Los soldados pasaron por salas llenas de mujeres y niños y subieron por una escalera después de abrir otra puerta.

 

“Nos habían dicho que debíamos esperar que Khalid bin Laden, el hijo de 23 años de Osama, estuviera allí, armado y listo, la última línea de defensa de su padre”, escribió el soldado. “Si encuentras a Khalid -nos dijeron- Osama está en el siguiente piso”, agregó.

Uno de los soldados SEALs le dijo “Khalid, ven” tanto en las lenguas árabes como en urdu. El hijo de Bin Laden dijo “¿qué?” antes de que le dispararan en la cabeza.

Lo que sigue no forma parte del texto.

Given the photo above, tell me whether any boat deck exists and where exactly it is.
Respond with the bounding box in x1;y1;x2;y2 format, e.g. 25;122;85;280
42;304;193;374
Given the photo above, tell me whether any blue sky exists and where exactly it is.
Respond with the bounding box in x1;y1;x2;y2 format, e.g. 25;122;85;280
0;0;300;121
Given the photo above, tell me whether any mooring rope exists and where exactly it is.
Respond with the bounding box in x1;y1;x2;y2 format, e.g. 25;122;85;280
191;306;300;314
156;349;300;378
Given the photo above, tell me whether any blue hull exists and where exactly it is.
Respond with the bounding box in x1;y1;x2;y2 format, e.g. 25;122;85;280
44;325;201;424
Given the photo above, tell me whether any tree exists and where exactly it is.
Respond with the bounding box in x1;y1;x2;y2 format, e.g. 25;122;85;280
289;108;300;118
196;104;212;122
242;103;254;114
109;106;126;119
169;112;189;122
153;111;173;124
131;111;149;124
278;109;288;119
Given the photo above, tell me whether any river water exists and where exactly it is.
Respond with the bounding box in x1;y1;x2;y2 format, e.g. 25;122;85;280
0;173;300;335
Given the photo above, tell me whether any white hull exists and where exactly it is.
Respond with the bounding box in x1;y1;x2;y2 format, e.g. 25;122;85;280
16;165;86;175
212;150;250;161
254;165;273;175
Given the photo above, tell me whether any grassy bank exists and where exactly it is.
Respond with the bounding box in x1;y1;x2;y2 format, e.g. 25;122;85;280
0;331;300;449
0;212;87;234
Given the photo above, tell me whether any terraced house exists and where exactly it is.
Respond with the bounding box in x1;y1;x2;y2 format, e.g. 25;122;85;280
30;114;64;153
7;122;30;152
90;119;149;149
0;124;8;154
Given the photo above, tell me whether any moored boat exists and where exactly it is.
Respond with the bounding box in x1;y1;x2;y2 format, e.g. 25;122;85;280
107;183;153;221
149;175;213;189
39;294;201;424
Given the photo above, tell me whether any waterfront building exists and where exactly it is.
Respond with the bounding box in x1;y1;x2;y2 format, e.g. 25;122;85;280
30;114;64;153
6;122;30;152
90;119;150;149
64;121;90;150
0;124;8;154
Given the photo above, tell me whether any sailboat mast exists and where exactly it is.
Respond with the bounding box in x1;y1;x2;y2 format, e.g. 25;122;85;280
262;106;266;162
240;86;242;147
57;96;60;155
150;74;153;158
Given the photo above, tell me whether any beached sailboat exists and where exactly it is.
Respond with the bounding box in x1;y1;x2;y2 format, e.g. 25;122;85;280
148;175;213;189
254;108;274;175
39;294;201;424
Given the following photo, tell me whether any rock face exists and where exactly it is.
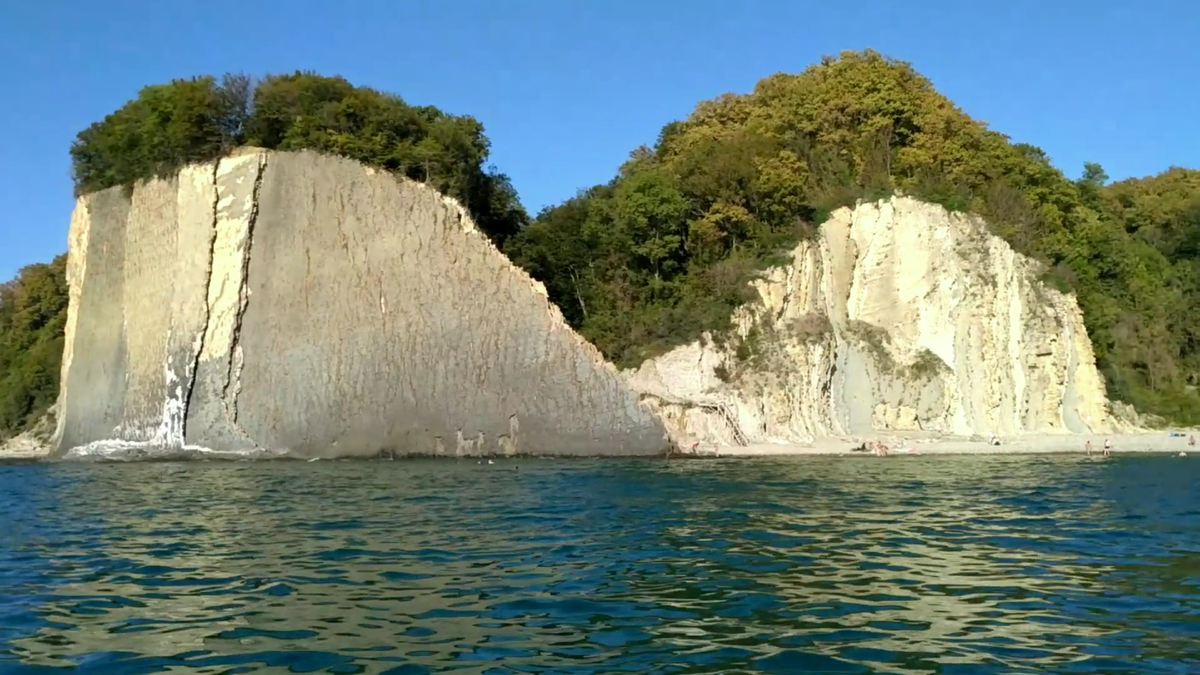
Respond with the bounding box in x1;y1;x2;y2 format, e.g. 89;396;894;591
54;149;667;456
625;197;1123;444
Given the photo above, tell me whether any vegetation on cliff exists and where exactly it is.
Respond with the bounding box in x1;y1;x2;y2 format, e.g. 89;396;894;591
0;52;1200;437
0;253;67;440
506;50;1200;422
71;72;528;244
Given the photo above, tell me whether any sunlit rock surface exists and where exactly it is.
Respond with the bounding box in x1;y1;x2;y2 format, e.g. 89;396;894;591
53;149;667;456
625;197;1126;444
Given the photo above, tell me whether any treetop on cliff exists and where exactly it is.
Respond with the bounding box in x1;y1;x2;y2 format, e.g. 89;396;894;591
71;72;527;243
508;50;1200;419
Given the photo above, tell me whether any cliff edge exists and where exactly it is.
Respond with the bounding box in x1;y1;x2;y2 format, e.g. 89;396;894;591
625;197;1130;444
53;149;667;456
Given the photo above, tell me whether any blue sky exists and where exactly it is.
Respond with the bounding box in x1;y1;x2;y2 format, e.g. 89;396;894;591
0;0;1200;280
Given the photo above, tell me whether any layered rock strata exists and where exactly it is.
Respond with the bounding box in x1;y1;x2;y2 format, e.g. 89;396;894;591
625;197;1126;444
53;149;666;456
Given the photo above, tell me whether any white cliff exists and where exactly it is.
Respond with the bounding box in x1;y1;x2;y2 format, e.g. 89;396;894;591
625;197;1124;444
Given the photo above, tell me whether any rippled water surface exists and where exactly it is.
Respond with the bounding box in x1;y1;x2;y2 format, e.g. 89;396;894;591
0;456;1200;675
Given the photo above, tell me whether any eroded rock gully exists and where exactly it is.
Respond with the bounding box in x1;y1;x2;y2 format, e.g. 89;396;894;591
624;197;1124;444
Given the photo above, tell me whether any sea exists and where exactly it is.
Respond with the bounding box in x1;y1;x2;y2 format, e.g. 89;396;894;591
0;455;1200;675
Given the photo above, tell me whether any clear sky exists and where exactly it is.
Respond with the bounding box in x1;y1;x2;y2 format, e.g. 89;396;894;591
0;0;1200;280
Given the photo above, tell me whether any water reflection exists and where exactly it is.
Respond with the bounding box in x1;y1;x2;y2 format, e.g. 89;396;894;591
0;458;1200;675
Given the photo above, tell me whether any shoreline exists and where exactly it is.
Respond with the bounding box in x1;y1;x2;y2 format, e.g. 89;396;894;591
672;429;1200;458
0;429;1200;461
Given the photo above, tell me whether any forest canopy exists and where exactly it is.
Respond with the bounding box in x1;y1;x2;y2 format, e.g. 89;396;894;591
506;50;1200;422
0;50;1200;438
0;253;67;440
71;72;527;244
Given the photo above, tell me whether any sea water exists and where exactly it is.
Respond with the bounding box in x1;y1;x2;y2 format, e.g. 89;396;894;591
0;455;1200;675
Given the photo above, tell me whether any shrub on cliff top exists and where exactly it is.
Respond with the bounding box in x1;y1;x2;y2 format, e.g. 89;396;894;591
71;72;527;244
506;50;1200;420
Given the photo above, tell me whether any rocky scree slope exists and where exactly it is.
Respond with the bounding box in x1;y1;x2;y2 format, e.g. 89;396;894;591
624;196;1130;444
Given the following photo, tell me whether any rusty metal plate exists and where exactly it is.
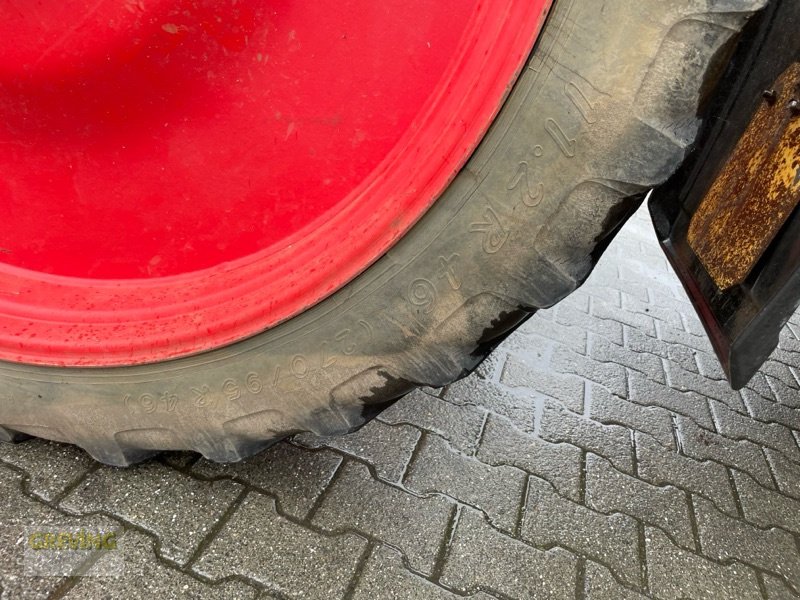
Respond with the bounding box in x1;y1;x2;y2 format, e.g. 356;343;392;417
688;63;800;291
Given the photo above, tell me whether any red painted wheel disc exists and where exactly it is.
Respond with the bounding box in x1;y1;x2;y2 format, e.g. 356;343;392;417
0;0;551;366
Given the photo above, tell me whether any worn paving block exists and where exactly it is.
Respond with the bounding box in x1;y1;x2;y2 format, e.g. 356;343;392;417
520;478;642;586
664;360;747;414
583;560;646;600
440;507;577;600
657;324;714;354
760;371;800;408
378;390;486;454
539;400;633;473
0;439;96;500
693;498;800;590
313;462;454;575
589;337;666;382
636;433;737;515
352;544;492;600
293;420;420;482
442;376;543;431
500;353;585;412
590;299;656;337
622;288;683;329
625;326;700;381
0;465;103;600
589;384;675;448
63;529;258;600
586;454;695;550
760;358;800;393
555;304;624;344
746;394;800;432
733;471;800;535
761;573;798;600
552;348;628;398
404;435;526;532
193;492;367;600
478;415;583;501
711;400;800;461
764;448;800;499
628;371;714;429
60;462;243;563
692;351;727;381
678;417;774;487
645;527;762;600
192;442;342;520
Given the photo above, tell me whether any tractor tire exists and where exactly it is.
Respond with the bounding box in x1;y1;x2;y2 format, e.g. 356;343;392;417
0;0;767;465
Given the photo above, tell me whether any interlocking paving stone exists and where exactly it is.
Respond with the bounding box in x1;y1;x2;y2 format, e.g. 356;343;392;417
500;353;585;412
694;498;800;590
636;433;737;515
625;327;700;379
645;527;762;600
378;390;486;454
658;324;714;354
583;560;646;600
0;465;70;600
314;462;453;575
711;400;800;460
442;377;542;431
764;448;800;499
664;360;746;413
0;439;95;500
586;454;695;550
193;492;367;600
733;471;800;535
552;344;628;398
759;372;800;408
63;529;258;600
628;371;714;429
589;337;666;382
60;462;243;563
0;465;123;600
441;508;577;600
404;435;526;532
555;305;625;344
294;420;420;481
521;478;641;586
520;310;587;354
478;415;582;501
747;396;800;431
352;545;492;600
192;442;342;519
761;358;800;391
540;400;633;473
589;385;675;448
678;417;774;487
761;573;798;600
590;296;656;337
622;288;683;329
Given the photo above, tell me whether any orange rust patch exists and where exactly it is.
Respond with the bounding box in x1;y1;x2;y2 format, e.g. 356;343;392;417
688;63;800;291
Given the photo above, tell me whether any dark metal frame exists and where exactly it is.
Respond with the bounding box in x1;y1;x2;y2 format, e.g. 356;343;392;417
650;0;800;389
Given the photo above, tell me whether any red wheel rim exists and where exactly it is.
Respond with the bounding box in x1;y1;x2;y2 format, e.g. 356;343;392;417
0;0;552;366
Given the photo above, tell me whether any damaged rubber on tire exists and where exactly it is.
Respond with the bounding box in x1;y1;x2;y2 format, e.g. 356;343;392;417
0;0;766;465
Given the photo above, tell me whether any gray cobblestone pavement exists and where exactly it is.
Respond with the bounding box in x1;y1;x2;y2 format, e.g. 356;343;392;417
0;204;800;600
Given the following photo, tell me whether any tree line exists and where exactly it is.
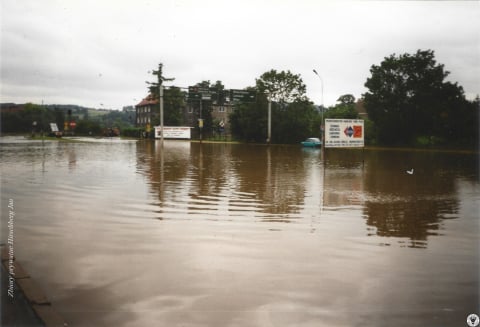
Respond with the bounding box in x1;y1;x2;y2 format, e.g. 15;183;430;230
1;50;480;147
149;50;480;147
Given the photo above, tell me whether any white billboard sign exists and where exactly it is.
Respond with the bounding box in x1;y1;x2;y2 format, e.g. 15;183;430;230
155;126;191;139
324;119;365;148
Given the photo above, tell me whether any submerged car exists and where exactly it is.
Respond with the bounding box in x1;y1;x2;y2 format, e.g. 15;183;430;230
301;137;322;147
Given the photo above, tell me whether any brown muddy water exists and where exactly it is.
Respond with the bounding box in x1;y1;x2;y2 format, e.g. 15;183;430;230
0;137;480;327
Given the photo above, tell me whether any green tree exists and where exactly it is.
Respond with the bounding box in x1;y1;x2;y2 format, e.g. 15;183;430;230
363;50;474;144
256;69;308;106
230;69;320;143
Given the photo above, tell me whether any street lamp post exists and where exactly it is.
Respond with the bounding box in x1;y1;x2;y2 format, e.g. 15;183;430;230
313;69;324;142
266;90;272;144
159;83;163;145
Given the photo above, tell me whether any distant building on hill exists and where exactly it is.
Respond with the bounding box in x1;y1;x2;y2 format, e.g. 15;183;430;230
135;94;159;128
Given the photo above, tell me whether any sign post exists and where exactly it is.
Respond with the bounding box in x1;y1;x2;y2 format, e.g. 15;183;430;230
324;119;365;148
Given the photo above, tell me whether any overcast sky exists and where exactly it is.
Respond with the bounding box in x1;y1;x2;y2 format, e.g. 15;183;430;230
0;0;480;109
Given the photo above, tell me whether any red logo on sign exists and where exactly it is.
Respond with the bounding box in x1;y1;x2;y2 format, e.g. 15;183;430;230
353;125;362;137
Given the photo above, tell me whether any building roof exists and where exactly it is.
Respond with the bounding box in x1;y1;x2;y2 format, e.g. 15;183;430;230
135;94;158;107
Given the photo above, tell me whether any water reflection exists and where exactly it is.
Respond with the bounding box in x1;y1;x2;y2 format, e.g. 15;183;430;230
137;142;316;222
0;137;480;327
137;141;478;247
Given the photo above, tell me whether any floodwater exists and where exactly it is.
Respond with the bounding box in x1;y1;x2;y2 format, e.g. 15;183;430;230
0;137;480;327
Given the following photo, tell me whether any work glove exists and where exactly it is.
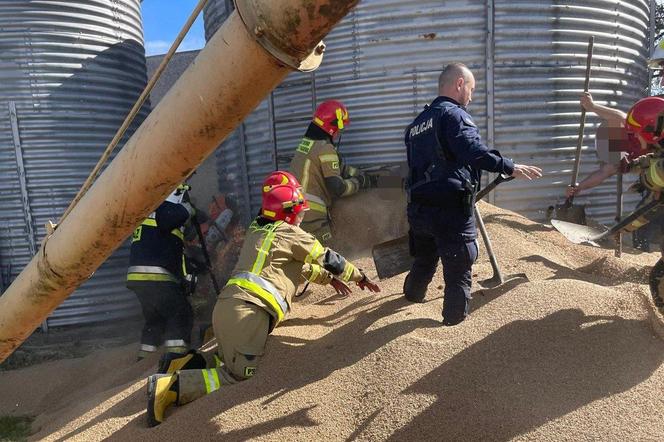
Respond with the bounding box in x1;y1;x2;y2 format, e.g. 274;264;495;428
357;272;380;293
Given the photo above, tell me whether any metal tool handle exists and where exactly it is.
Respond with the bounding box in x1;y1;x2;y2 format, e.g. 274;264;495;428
565;35;595;207
615;171;623;258
475;206;505;284
475;173;514;201
588;200;664;241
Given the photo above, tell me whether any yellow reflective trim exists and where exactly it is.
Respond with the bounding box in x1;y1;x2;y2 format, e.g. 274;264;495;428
127;273;178;282
210;368;221;390
307;264;320;282
304;240;325;264
226;278;284;322
302;158;311;193
648;161;664;188
318;153;339;163
201;370;211;394
627;112;641;127
308;201;327;213
341;261;355;282
251;223;281;275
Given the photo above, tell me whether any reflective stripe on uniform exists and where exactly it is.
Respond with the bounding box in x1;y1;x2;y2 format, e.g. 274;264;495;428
127;266;171;275
127;266;178;282
307;264;320;282
201;368;221;394
304;240;325;264
302;158;311;192
318;153;339;163
141;218;184;241
251;223;281;275
226;272;288;321
164;339;187;347
341;261;355;282
304;193;327;214
127;273;178;282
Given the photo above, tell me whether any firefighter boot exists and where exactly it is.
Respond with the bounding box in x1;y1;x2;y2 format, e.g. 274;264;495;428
157;350;207;374
147;374;178;427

O’Neill escribió: “Nuestra táctica decía que debíamos esperar más compañeros, pero necesitábamos llegar allí”.

Siguió: “Y entonces tuve una idea tan clara que fue como una voz en mi cabeza. Estoy cansado de preocuparme por eso, vamos a acabar. No era valentía, era más como fatiga”.

Más adelante, se encontró con Bin Laden “más alto y delgado de lo que esperaba, con la barba más corta y el pelo más blanco”. Un mujer se interpuso entre el SEAL y Bin Laden, pero O’Neill “no vaciló” y le disparó dos veces.

“La cabeza de Bin Laden se abrió al medio y él se cayó. Le disparé otra vez en la cabeza. Por seguridad”, agregó.

O’Neill fue criticado por el jefe de la “Naval Special Warfare Command” al sostener que violaba los códigos del grupo comando de élite, ya que caía en la “autoproclamación”.